UNESCO’s Intergovernmental Oceanographic Commission (IOC) was established by the United Nations (UN) in 1960 to be the focal point for ocean science in the UN system. The UK was a founding member of IOC and has participated fully in every aspect of IOC’s work from the earliest days. The UK continues to see value in its membership of IOC and its participation in IOC functions.
However, the environment in which IOC operates has changed significantly over the years and IOC today faces some key challenges. Since IOC was established, a plethora of ocean bodies with a range of ocean-related remits have been created. Combined with changes in the jurisdiction of the seas, these developments have the potential to confuse and reduce IOC’s once central role in marine science. In addition, to demonstrate its continuing relevance to societal needs, IOC must adapt to change and provide the sort of scientific policy advice that UN Member States require as they begin to exploit more of their ocean resources.
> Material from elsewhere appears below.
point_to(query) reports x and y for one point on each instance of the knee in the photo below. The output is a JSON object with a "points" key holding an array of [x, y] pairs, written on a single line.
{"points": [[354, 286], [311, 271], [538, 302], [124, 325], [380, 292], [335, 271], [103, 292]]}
Despite these challenges, IOC still has a vital and unique role to play, given the importance of its current work in international marine scientific data centres, intergovernmental coordination of marine scientific research, tsunami warning systems and the growth of new roles such as marine spatial planning.
In order to retain its relevance in an increasingly crowded space, and position itself for a successful long-term future, this policy brief recommends that IOC focus its resources and expertise on the areas where it plays a unique role. IOC is encouraged to position itself as an intergovernmental ocean science organisation that plays the leading role in coordinating and disseminating scientific ocean data to underpin marine science policy.